SUR L'ÉLOIGNEMENT PROCHAIN
Le dernier de mes jours est dessus l'orison: Celle dont mes ennuis avoient leur guerison S'en va porter ailleurs ses appas et ses charmes. Je fais ce que je puis, l'en pensant divertir; Mais tout m'est inutile, et semble que mes larmes Excitent sa rigueur à la faire partir.
Beaux yeux, à qui le Ciel et mon consentement, Pour me combler de gloire, ont donné justement Dessus mes volontez un empire supréme, Que ce coup m'est sensible, et que tout à loisir Je vais bien épreuver qu'un déplaisir extréme Est tousjours à la fin d'un extréme plaisir !
Quel tragique succez ne dois-je redouter Du funeste voyage où vous m'allez oster
Pour un terme si long tant d'aimables delices, Puis que, vostre presence estant mon element, Je pense estre aux enfers et souffrir leurs supplices Lorsque je m'en separe une heure seulement!
Au moins si je voyois cette fiere beauté, Préparant son départ, cacher sa cruauté Dessous quelque tristesse ou feinte ou veritable, L'espoir, qui volontiers accompagne l'amour, Soulageant ma langueur, la rendroit supportable, Et me consoleroit jusques à son retour.
Mais quel aveuglement me le fait desirer?
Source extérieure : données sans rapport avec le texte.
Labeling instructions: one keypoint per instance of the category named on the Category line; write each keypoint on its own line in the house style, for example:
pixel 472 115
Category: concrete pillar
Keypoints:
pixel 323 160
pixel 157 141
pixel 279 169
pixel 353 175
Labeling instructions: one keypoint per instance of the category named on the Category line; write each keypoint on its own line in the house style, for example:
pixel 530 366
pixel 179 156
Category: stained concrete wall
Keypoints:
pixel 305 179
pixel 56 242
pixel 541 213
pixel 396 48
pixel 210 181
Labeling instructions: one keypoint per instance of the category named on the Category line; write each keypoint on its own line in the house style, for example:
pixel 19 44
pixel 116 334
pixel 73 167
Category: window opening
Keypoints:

Avec quelle raison me puis-je figurer
Que cette ame de roche une grace m'octroye, Et qu'ayant fait dessein de ruïner ma foy, Son humeur se dispose à vouloir que je croye Qu'elle a compassion à s'éloigner de moy?
Puis, estant son merite infiny comme il est, Dois-je pas me resoudre à tout ce qui luy plaist, Quelques loix qu'elle face et quoy qu'il m'en avienne, Sans faire cette injure à mon affection,
D'appeler sa douleur au secours de la mienne, Et chercher mon repos en son affliction?
Non, non, qu'elle s'en aille, à son contentement, Ou dure ou pitoyable, il n'importe comment;
Je n'ay point d'autre vœu que ce qu'elle souhaite; Et, quand de mes souhaits je n'aurois jamais rien, Le scrt en est jeté, l'entreprise en est faite, Je ne sçaurois brusler d'autre feu que du sien.
Je ne ressemble point à ces foibles esprits Qui, bien-tost delivrés comme ils sont bien-tost pris, En leur fidelité n'ont rien que du langage: Toute sorte d'objets les touche également. Quant à moy, je dispute avant que je m'engage;
Mais, quand je l'ay promis, j'aime eternellement.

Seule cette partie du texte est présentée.